Change the author name to your name in the YAML portion at the top of this document
Render your document to html and publish it to RPubs.
Submit the link to your Rpubs document in the Brightspace comments section for this assignment.
Click on the “Add a File” button and upload your .qmd file for this assignment to Brightspace.

2.2 Grading Rubric

Item (percent overall)	100% - flawless	67% - minor issues	33% - moderate issues	0% - major issues or not attempted
Question 1 query. (22%)	Relevant question that is fully answered in the query or queries.

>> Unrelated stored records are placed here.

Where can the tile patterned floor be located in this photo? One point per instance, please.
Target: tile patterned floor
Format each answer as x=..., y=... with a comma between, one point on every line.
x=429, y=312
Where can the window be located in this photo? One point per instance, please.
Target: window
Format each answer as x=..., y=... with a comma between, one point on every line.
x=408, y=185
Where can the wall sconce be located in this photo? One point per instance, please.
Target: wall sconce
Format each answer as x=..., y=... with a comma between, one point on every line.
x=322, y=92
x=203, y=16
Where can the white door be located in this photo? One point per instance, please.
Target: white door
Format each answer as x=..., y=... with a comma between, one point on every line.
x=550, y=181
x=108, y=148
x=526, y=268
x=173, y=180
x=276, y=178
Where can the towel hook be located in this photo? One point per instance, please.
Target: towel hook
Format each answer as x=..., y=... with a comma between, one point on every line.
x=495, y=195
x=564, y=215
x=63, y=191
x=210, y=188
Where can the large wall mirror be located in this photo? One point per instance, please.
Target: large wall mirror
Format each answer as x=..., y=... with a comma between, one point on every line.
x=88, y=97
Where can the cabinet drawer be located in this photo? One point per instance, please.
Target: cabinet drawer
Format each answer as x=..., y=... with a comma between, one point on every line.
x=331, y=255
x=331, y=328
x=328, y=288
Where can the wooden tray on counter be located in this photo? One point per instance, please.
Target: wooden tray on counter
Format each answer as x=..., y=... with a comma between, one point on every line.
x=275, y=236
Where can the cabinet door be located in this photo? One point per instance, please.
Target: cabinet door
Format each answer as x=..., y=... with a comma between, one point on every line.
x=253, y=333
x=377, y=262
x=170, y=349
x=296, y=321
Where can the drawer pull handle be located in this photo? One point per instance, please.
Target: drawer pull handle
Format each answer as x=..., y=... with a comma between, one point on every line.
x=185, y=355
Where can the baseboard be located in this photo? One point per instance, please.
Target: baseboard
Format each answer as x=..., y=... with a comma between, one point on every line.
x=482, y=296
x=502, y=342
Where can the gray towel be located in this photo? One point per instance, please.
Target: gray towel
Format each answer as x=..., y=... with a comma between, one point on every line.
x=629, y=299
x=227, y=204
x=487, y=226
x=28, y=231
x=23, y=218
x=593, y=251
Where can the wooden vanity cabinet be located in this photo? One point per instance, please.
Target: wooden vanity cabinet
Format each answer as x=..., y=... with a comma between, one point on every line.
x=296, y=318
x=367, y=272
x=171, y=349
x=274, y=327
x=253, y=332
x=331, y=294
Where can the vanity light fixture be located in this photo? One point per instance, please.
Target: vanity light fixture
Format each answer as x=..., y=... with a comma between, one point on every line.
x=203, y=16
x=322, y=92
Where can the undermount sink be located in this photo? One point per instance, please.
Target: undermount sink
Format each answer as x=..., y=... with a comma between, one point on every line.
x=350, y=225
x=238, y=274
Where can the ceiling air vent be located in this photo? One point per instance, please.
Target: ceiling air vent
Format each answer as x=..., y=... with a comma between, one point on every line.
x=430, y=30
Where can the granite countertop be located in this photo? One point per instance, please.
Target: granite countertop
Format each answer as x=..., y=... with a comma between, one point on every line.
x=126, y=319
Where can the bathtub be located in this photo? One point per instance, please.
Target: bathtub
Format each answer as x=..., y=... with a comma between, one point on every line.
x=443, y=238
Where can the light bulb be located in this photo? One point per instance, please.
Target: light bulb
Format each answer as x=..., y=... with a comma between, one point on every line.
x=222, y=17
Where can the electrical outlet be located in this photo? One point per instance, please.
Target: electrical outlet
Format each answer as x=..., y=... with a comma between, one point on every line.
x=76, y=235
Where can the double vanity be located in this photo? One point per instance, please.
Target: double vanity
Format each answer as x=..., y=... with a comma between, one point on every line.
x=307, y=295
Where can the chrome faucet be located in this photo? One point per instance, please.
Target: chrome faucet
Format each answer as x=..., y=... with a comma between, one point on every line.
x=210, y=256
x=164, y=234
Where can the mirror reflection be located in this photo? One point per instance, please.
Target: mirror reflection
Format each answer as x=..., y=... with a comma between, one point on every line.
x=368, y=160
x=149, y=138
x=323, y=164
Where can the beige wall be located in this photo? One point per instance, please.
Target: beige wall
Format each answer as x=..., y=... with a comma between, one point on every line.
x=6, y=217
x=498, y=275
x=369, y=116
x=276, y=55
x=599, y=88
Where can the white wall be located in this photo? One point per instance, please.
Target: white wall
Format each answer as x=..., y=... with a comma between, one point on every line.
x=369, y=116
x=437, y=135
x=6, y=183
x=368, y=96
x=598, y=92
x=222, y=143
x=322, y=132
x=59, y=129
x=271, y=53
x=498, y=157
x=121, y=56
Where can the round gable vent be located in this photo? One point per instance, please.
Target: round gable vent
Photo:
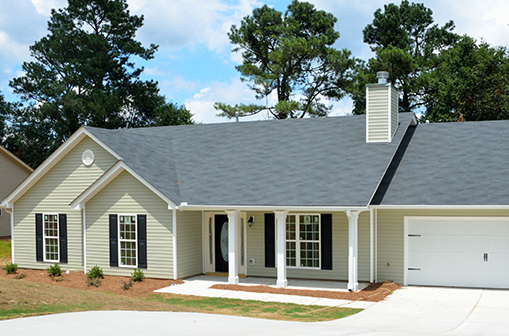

Question 1 visualization or table. (15%)	Visually pleasant and relevant to the question.
Question 2 query. (22%)	Relevant question that is fully answered in the query or queries.
Question 2 visualization or table. (15%)	Visually pleasant and relevant to the question.
Data was subsetted separately from the assignment. (10%)	You included the description of your subsetted data in your narrative.	You subsetted the data but didn’t include the description in the narrative.	NA	You didn’t subset the data.
Messages and/or errors suppressed from rendered document and all code is shown. (8%)
Submitted properly to Brightspace (8%)		NA	NA	You must submit according to instructions to receive any credit for this portion.